I've now clarified the gcc situation, adding a reference to the GCC PR for the issue.

I've also managed to reproduce the LLVM 11 2-stage builds on master: 4581 failures with just gcc -O (instead of -O3) vs. 1325 failures with the stage 2 clang built with -O, too.

I couldn't get the 2-stage builds to finish initially because this is a 128-strand box: I had restricted stage 1 to -j24, carefully restricting the lit parallelism using LLVM_LIT_ARGS=-v -j 24. Unfortunately, that isn't automatically passed on to stage 2 and a test run at -j128 totally killed the box, overwhelming even 256 GB RAM.

Unfortunately, I haven't yet made much progress investigating the failures in the 2-stage builds: a pure Release build is useless for that, and a Debug build fails in a different way. I'm trying a RelWithDebInfo right now.

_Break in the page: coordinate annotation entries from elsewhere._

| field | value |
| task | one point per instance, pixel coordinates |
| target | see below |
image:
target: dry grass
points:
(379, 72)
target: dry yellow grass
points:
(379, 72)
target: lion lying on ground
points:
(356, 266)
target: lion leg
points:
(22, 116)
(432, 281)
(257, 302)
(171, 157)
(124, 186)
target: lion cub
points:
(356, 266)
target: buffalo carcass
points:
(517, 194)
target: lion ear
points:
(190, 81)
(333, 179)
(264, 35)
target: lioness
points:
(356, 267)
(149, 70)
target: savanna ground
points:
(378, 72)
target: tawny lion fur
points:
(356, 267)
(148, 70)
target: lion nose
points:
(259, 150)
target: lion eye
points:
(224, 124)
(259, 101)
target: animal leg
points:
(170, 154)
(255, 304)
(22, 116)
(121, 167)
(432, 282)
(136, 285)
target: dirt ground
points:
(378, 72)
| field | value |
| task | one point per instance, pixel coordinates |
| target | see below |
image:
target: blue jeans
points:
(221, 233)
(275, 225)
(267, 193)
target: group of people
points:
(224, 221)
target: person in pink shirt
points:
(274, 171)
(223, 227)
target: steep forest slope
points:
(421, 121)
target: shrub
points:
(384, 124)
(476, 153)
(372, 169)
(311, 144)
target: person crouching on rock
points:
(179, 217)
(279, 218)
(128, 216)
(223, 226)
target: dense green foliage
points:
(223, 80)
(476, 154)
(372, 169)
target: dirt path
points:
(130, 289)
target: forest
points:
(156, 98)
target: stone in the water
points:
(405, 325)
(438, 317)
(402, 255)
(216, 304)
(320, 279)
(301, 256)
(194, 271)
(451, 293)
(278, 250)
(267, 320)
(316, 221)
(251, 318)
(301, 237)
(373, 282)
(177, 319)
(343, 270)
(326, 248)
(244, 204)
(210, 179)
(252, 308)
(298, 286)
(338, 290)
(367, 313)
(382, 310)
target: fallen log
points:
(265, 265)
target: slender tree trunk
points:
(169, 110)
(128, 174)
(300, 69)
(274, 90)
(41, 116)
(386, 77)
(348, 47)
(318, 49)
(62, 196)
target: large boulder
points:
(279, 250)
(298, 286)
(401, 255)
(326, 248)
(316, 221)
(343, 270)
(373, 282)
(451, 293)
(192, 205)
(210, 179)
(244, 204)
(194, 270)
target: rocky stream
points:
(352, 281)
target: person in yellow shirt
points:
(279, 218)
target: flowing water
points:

The question is how to proceed, though: with the workaround at least a 1-stage build with gcc shows no errors, so this is at least a basis. Getting a clean 2-stage build will require quite a bit of effort, also in areas long reported/known, but so far ignored (no atomic support in 32-bit unlike gcc, wrong long double on 32-bit sparc).

It would be nice to get this workaround in for now, forming a basis for further work.

ro added a comment.Aug 20 2020, 7:59 AM
In D85630#2228328, @ro wrote:

Unfortunately, I haven't yet made much progress investigating the failures in the 2-stage builds: a pure Release build is useless for that, and a Debug build fails in a different way. I'm trying a RelWithDebInfo right now.

For the record: just switching from a Release to a RelWithDebInfo build (using -O at stages 1 and 2) reduces the number of failures to 140. The vast majority of those are due to the lack of atomics support in 32-bit Sparc.

ro added a comment.Aug 25 2020, 1:08 AM
In D85630#2223304, @ro wrote:
In D85630#2220694, @ro wrote:

Ping? It's been a week, the patch fixes ca. 250 testsuite failures and is this a candidate for LLVM 11.0.0 rc2.

You should file a bug and put 'release-11.0.0' in the blocker field to ensure this gets cherry-picked into the release/11.x branch.

Will do. However, by the time I posted the patch it wasn't (and still fully isn't) clear that the patch is ok/acceptable even for master.

I've now filed Bug 47304 for this.

hans accepted this revision.Aug 27 2020, 5:14 AM

Feels like a hack, but I'm not strongly opposed either.

This revision is now accepted and ready to land.Aug 27 2020, 5:14 AM
ro updated this revision to Diff 288350.Aug 27 2020, 8:40 AM

Handle both Release and RelWithDebInfo builds, downgrade from both -O3 and -O2 to
-O.

ro added a comment.Aug 27 2020, 8:43 AM

Feels like a hack, but I'm not strongly opposed either.

It certainly is. However, even if both gcc were to stop generating invalid TLS sequences today and ld accepted what current gcc generates (possible, but difficult since there's no spec what can be emitted), it would take time for both to become available/be included in a release.

Are you still ok with the revised version? It was prompted by a question in Bug 47304 which showed that I'd missed some cases before.

hans added a comment.Aug 28 2020, 2:25 AM

Are you still ok with the revised version? It was prompted by a question in Bug 47304 which showed that I'd missed some cases before.

Sure, still okay.

This revision was automatically updated to reflect the committed changes.
brad added a subscriber: brad.Wed, Oct 7, 11:40 PM

What about reverting this now that you have found this is an issue with the Sun linker?

ro added a comment.Thu, Oct 8, 1:44 AM

What about reverting this now that you have found this is an issue with the Sun linker?

Knowing the source of the bug doesn't make it go away ;-) As explained in Bug 47304; I'm still awaiting the release of a fixed linker. I do have a patch for HandleLLVMOptions.cmake that only applies the workaround when the linker is broken, but that needs to be adjusted for the right version number.